Apparently keeping Eliot’s ‘nuanced and independent’ verdict in mind as a private ideal, Weinstein remains for most of the book discreet to the point of enigma about where he himself stands on his subject. Regarding bias as a mortal sin, Weinstein strives to make every morsel of information about the friar available. The result, rather like the ‘Apuleian feast’ thrown by Lorenzo de’ Medici on St Cosmas’s Day, is various, filling and best digested slowly. But the final course certainly justifies the frustrating profusion of antipasti.
Weinstein’s Savonarola is a consistent, recognisable and tragic character — a talented, if inflexible man, who finds within himself a dangerous power (call it eloquence or ‘prophecy’),which he takes to its extra-logical conclusion; then, after years of Faustian fame, he is forced to renounce it, not merely by the crude expedient of torture on the rope or strappado, but also by a true loss of self-confidence, internal and external. The heroic hysteria of the preacher and the broken indignity of the condemned prisoner, alternately pleading and ‘chuckling’, chime together with pitiful coherence.
In the light of this poignant larger pattern, Weinstein’s urbane tone and his generosity with anecdote and dramatic irony come as a relief. How delightful it is that Savonarola’s ‘New Cyrus’, King Charles VIII of France, died after banging his head on a doorframe the day the Frate was arrested (as the King was a short man, this seems especially fateful); or that the Florentine reconquest of Pisa, promised by Savonarola as part of Florence’s messianic destiny, was, long after the prophet’s execution, effected by the policy of one of his most cynical critics, Machiavelli.
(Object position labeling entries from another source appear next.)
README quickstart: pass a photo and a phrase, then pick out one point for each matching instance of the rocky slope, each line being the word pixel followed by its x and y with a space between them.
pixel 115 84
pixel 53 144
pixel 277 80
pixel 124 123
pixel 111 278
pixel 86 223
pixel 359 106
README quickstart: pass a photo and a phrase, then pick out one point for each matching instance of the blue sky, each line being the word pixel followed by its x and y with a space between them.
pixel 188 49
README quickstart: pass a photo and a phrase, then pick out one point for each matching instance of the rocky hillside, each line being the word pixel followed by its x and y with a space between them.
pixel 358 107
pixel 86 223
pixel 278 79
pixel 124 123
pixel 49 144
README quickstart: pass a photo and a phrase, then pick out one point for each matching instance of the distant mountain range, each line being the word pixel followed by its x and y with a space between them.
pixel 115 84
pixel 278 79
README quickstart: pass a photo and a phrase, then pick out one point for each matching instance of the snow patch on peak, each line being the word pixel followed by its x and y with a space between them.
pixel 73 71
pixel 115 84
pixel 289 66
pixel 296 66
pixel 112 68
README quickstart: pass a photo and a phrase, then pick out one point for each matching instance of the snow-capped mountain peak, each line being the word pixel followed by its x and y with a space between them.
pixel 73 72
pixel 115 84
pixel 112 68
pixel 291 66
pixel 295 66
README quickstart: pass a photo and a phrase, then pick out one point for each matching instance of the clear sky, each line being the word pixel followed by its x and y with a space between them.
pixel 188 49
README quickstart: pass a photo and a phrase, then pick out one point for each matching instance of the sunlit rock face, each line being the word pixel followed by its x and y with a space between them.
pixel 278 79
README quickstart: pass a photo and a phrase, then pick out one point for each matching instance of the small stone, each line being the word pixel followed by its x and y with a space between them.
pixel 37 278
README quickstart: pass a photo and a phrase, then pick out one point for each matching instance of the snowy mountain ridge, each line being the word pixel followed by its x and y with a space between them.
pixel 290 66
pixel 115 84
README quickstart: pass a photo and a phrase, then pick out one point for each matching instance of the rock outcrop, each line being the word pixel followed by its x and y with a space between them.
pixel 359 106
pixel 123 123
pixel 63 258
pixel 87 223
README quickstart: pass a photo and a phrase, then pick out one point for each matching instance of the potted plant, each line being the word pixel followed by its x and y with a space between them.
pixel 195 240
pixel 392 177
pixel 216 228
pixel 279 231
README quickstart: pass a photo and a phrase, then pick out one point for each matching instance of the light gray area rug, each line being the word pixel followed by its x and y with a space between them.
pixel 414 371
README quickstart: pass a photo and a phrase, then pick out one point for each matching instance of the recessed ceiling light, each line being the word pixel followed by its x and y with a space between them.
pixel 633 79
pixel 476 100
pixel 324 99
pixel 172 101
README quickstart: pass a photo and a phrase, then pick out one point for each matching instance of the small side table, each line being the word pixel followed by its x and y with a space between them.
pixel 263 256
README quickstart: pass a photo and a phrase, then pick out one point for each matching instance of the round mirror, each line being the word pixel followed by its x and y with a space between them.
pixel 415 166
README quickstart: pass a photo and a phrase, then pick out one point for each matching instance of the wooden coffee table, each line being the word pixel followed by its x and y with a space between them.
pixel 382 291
It is by way of this idiom — relaxed, excited sometimes to the point of slanginess and apparently fair-minded — that Weinstein covertly rehabilitates a figure he understands, pities, admires, and even at moments likes. Savonarola’s worst enemies are quoted at their most uncompromising, but their observations are slyly co-opted in his favour. Machiavelli, ‘in calling for renewal and in his hopes for a new prince who will redeem Italy, echoes Savonarola’s language, if not his eschatology.’ The philosopher magus Marsilio Ficino (a mostly forgotten but compelling character, to whom it is to be hoped this author might return) calls the Frate ‘an astute demon, the servant of malicious astral forces’. Weinstein coolly judges the remark to be ‘psychologically perceptive on a key point … that the great preacher may have deceived no one more than himself’.